EDIT: it seems implied by a response to this post that a proof of this fact does actually exist, but I've yet to see the proof or any intuition for the proof – so what is it?
OP:
According to a Wikipedia article on the Gamma Function, given a fixed integer $m$ and increasing integer $n$:
$$\lim_{n\to \infty} \frac{n!}{(n + m)!} \cdot (n + 1)^m = 1$$
I understand this part, however the article proceeds to say that (emphasis mine) "we do get a unique extension of the factorial function to the non-integers by insisting that this equation continue to hold when the arbitrary $m$ is replaced by an arbitrary complex number $z$."
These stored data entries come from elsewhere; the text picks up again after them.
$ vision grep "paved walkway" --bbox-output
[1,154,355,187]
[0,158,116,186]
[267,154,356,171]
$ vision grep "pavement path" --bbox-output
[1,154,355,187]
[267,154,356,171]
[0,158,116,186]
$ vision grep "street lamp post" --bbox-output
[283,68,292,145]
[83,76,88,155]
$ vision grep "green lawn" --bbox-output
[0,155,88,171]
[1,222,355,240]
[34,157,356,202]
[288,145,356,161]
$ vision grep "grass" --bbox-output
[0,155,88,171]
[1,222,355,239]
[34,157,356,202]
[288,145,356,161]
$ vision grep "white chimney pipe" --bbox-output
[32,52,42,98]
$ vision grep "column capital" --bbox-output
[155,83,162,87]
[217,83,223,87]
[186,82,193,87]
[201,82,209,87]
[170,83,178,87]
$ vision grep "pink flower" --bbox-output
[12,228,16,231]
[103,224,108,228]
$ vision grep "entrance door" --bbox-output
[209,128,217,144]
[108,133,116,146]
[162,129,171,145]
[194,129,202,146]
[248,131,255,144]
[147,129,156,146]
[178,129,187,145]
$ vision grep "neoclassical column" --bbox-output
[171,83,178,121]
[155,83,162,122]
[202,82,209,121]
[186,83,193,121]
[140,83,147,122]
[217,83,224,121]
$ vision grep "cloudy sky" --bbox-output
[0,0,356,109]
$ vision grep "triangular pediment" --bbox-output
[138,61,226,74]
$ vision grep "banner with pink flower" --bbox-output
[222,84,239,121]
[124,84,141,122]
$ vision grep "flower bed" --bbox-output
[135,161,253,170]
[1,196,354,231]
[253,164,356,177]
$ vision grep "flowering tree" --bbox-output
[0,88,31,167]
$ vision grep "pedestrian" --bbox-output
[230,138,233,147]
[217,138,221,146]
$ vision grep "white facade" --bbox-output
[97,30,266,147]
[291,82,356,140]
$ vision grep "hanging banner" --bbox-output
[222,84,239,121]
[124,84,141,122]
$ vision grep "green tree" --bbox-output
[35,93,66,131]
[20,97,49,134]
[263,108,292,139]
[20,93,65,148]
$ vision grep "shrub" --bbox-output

$$\lim_{n\to \infty} \frac{n!}{(n + z)!} \cdot (n + 1)^z = 1, \forall z\in \mathbb{C} \space \ldots?$$
It seems to me that "insisting" is logically and mathematically weak. Why do mathematicians here get to insist this without explicitly proving it, especially considering how this result is used later in another proof? How does one know whether something is even fair to insist, without proof? It doesn't seem like an axiom or anything inherently assumable…
Thanks.
Best Answer
What the article means is there is a theorem, whose proof they haven't presented to you yet, that at least one generalization of the factorial function satisfies the desired condition. In fact, it's unique. There are also other theorems that highlight how this function is unique.